Pork cutlet with Wedgeford Brown
This is a basic tonkatsu with a Wedgeford Brown sauce on top. Nami from Just One Cookbook was my original source of recipes for pork cutlets.
1. Pork loin, no bone
2. Salt, pepper, potato starch
4. Panko (or just regular bread crumbs)
5. Oil, maybe for frying or maybe for the air fryer
6. 1 Tbs Wedgeford Brown
7. 4 Tbs broth of some kind
What to do with it:
1) US pork loins are often cut quite thick, and they won’t cook all the way through if you fry them, so the first thing to do is to beat the heck out of your pork loin until it’s very thin (like 1/2 inch thick).
Then salt and pepper it.
After it’s been salted and peppered, dredge it in potato starch (you can use corn starch, but I hate corn starch), then dip it in egg.
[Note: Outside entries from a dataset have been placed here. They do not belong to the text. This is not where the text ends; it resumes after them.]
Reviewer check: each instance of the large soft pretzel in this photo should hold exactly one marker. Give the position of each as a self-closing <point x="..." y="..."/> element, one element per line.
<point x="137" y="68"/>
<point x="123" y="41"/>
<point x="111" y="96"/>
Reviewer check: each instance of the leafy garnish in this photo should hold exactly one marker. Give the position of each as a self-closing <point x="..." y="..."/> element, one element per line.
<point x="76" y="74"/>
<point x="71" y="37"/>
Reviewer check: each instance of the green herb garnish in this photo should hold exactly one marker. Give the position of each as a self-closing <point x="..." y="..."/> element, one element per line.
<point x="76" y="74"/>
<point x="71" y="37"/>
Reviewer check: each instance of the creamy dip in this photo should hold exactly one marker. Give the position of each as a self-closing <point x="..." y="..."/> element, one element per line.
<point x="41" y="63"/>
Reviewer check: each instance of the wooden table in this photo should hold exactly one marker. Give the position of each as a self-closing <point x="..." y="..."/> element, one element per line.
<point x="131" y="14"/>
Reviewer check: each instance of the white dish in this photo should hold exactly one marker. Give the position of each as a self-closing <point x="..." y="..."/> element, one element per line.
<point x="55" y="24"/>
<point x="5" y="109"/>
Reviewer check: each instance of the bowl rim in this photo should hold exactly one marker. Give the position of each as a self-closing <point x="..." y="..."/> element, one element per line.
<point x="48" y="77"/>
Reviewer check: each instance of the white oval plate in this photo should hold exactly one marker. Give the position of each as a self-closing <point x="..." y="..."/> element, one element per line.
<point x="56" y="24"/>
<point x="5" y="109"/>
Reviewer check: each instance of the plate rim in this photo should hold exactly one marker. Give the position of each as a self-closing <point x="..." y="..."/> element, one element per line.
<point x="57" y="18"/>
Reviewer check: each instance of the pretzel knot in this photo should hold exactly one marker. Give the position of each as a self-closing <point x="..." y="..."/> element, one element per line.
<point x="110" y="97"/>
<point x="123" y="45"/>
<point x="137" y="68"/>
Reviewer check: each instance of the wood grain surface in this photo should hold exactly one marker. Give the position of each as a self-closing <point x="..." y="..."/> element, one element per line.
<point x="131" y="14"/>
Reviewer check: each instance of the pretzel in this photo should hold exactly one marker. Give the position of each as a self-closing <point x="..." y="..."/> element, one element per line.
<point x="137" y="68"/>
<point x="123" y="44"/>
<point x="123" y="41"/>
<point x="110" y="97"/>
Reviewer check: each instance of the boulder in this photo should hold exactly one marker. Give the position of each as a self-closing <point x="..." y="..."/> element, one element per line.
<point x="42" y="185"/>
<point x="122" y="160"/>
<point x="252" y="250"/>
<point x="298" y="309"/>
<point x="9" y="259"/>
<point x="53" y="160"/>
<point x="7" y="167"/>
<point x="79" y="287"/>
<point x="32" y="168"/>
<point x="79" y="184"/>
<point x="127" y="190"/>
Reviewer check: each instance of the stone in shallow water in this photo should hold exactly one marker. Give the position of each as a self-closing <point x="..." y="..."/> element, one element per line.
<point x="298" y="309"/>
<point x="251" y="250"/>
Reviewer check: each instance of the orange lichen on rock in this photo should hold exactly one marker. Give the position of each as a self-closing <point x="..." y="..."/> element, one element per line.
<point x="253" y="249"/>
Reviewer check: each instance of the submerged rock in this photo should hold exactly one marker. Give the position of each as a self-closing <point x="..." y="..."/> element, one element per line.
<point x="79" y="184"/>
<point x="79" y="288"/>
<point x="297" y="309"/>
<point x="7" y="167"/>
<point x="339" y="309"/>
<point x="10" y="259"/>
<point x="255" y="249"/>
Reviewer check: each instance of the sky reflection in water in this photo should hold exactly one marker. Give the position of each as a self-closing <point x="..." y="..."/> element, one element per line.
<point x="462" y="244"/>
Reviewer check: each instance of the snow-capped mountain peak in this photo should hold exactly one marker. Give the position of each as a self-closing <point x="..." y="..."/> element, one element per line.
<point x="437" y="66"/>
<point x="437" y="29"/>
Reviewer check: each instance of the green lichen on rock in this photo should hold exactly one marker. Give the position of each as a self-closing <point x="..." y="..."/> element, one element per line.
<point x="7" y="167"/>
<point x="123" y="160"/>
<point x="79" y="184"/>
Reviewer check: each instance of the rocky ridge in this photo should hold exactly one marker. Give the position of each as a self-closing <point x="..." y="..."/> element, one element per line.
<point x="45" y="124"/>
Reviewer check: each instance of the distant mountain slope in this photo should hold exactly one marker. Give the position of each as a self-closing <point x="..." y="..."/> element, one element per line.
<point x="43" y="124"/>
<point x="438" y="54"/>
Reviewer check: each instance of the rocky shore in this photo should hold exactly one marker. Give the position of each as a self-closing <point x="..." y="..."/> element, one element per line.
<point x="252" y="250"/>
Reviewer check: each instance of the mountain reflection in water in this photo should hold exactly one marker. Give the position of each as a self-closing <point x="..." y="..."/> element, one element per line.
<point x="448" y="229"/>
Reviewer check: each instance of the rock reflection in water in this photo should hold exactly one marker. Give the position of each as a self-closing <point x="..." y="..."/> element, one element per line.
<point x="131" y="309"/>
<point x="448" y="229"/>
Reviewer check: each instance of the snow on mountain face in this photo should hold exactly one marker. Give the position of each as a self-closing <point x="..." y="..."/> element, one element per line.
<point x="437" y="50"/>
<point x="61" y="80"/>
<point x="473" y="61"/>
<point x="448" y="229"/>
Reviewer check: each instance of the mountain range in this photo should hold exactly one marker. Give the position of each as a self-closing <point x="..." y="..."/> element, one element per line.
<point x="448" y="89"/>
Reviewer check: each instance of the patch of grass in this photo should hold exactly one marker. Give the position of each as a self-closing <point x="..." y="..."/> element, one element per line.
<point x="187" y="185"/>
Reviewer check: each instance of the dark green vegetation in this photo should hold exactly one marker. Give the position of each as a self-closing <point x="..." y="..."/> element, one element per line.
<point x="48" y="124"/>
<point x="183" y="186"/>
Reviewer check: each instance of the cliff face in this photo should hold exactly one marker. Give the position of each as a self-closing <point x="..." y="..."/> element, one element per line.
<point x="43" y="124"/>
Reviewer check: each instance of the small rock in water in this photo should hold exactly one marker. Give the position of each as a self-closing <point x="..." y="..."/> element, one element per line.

2) Dip it in Panko/bread crumbs. Note: if you’re going to be cooking this in the air fryer, you should add about 1 Tbsp oil to the bread crumbs and mix it around. Otherwise, just use regular bread crumbs.
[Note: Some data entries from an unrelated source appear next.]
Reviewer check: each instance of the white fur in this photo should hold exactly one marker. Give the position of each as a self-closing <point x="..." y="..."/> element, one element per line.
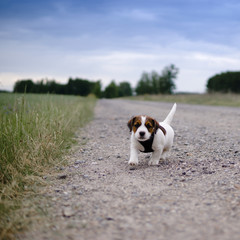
<point x="161" y="143"/>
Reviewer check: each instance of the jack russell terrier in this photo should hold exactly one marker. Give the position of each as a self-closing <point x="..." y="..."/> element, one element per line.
<point x="148" y="135"/>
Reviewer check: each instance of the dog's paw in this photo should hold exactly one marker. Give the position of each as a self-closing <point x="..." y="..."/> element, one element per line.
<point x="133" y="162"/>
<point x="153" y="162"/>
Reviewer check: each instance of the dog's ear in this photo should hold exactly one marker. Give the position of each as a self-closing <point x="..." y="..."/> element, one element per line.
<point x="155" y="125"/>
<point x="130" y="123"/>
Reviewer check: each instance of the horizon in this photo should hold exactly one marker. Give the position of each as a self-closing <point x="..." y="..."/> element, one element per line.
<point x="111" y="40"/>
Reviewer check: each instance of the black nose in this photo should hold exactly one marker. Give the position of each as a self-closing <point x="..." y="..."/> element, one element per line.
<point x="141" y="134"/>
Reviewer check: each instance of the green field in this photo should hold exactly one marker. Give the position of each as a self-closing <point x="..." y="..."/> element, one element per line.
<point x="35" y="133"/>
<point x="232" y="100"/>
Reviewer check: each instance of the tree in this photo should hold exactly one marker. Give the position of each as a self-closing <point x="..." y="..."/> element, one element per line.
<point x="166" y="81"/>
<point x="154" y="83"/>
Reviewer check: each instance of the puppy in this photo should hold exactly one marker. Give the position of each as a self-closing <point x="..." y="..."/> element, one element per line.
<point x="148" y="135"/>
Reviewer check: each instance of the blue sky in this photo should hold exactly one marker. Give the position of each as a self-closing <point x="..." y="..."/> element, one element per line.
<point x="108" y="39"/>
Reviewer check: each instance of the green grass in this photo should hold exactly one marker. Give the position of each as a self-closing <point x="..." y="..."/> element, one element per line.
<point x="232" y="100"/>
<point x="35" y="132"/>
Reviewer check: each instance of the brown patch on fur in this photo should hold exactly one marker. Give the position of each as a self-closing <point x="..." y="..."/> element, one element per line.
<point x="134" y="123"/>
<point x="151" y="124"/>
<point x="163" y="129"/>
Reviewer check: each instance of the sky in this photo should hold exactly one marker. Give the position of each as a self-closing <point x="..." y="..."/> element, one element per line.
<point x="118" y="40"/>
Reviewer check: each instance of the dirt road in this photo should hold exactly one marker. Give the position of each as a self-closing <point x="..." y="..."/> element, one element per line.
<point x="195" y="194"/>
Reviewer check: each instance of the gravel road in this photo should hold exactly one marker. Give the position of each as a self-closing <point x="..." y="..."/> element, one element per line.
<point x="195" y="194"/>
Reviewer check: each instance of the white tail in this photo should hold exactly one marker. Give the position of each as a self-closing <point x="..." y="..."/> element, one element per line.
<point x="169" y="117"/>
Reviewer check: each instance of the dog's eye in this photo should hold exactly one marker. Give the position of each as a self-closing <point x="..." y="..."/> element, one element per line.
<point x="137" y="125"/>
<point x="148" y="125"/>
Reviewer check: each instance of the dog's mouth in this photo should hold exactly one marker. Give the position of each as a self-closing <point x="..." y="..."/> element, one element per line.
<point x="142" y="138"/>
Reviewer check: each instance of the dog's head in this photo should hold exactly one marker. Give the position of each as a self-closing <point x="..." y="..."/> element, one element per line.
<point x="143" y="127"/>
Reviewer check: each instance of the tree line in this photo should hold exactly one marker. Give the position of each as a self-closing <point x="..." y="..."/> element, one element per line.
<point x="77" y="86"/>
<point x="224" y="82"/>
<point x="149" y="83"/>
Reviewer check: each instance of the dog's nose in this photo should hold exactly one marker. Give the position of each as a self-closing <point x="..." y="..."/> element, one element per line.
<point x="141" y="134"/>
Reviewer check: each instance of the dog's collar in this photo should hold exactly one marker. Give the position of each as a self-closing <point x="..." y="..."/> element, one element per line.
<point x="148" y="143"/>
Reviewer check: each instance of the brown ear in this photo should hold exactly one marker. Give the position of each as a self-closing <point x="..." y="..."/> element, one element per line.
<point x="163" y="129"/>
<point x="130" y="123"/>
<point x="156" y="125"/>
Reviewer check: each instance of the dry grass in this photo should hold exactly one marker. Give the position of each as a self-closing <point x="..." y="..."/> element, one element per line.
<point x="35" y="132"/>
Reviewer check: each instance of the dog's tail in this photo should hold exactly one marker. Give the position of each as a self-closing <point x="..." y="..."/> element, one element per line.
<point x="169" y="117"/>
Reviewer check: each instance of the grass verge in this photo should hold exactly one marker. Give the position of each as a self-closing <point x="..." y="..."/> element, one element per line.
<point x="232" y="100"/>
<point x="35" y="132"/>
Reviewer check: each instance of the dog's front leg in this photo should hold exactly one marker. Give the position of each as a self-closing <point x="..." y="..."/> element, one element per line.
<point x="155" y="157"/>
<point x="133" y="156"/>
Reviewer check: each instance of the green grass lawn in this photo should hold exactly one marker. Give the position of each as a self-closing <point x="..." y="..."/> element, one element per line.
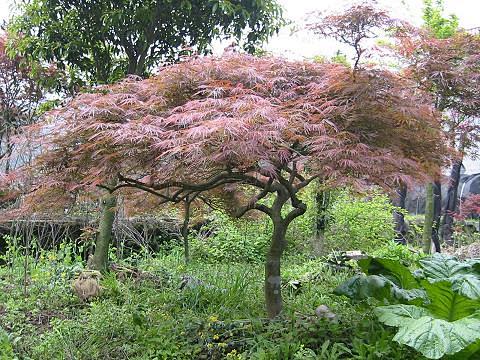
<point x="143" y="314"/>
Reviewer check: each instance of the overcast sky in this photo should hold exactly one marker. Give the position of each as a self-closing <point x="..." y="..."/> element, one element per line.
<point x="302" y="45"/>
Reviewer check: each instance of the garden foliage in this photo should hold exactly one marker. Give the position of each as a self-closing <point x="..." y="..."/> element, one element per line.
<point x="435" y="308"/>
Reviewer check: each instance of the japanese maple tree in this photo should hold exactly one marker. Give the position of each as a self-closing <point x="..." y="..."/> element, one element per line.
<point x="263" y="127"/>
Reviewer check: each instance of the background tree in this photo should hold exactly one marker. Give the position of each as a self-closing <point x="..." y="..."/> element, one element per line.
<point x="101" y="41"/>
<point x="259" y="126"/>
<point x="357" y="27"/>
<point x="448" y="67"/>
<point x="21" y="93"/>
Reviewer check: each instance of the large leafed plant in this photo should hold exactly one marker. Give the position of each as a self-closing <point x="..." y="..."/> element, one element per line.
<point x="435" y="308"/>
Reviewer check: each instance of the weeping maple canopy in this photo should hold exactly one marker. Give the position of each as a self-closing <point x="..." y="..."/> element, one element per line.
<point x="209" y="122"/>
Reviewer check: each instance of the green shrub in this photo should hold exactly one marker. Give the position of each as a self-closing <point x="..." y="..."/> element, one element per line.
<point x="394" y="251"/>
<point x="434" y="308"/>
<point x="232" y="240"/>
<point x="359" y="223"/>
<point x="6" y="350"/>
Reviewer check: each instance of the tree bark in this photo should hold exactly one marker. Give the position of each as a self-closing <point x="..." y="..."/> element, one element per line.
<point x="428" y="223"/>
<point x="398" y="217"/>
<point x="273" y="294"/>
<point x="437" y="212"/>
<point x="451" y="202"/>
<point x="322" y="200"/>
<point x="186" y="221"/>
<point x="99" y="260"/>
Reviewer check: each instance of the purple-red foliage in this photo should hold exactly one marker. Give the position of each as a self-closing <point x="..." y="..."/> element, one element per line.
<point x="212" y="122"/>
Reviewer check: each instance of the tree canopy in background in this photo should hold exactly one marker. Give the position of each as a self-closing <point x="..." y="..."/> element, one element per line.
<point x="226" y="123"/>
<point x="104" y="40"/>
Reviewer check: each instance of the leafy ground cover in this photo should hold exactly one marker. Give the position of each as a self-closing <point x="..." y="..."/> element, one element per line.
<point x="160" y="308"/>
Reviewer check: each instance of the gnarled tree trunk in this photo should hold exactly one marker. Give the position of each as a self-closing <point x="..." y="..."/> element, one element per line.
<point x="451" y="203"/>
<point x="99" y="261"/>
<point x="437" y="212"/>
<point x="398" y="217"/>
<point x="273" y="283"/>
<point x="428" y="223"/>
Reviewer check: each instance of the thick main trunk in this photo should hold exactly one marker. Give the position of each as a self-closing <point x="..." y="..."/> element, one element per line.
<point x="428" y="223"/>
<point x="99" y="260"/>
<point x="273" y="294"/>
<point x="186" y="221"/>
<point x="398" y="217"/>
<point x="322" y="200"/>
<point x="451" y="202"/>
<point x="437" y="212"/>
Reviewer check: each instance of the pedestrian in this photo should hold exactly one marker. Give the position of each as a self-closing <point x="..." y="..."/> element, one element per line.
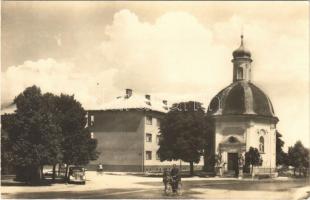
<point x="165" y="177"/>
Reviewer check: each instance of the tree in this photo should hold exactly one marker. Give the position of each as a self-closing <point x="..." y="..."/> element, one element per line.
<point x="281" y="156"/>
<point x="253" y="158"/>
<point x="46" y="130"/>
<point x="298" y="156"/>
<point x="77" y="145"/>
<point x="34" y="135"/>
<point x="182" y="133"/>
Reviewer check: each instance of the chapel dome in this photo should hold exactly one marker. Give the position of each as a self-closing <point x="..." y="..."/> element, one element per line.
<point x="241" y="98"/>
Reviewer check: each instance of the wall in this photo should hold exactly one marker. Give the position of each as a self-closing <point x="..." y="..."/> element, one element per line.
<point x="120" y="139"/>
<point x="253" y="129"/>
<point x="155" y="164"/>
3) Either pop this in the air fryer (for about 10-15 minutes) or into hot oil (the oil should be hot enough that when you put a wooden chopstick in, little bubbles come up. I have no idea what temperature that corresponds to).
Note: the air fryer uses far less oil, so there’s that, if that’s important to you. Deep frying obviously tastes better.
4) Check the internal temperature of your tonkatsu—it should be around 160 degrees. If not, it goes back—either into the air fryer, or, if you deep-fried it, into an oven at 350.
5) In a sauce pan, mix your broth (if you don’t have broth, you can just use water in a pinch) and your Wedgeford Brown. Heat to just below a simmer.
6) Get about 2 Tbsp potato starch, and add 1 Tbsp water to this. Mix until dissolved.
7) Dump this into your sauce mixture on the stove, stirring as you do so that lumps don’t form.
8) At this point, your pork cutlet has rested long enough, so cut it into strips, and then pour the Wedgeford Brown sauce on top.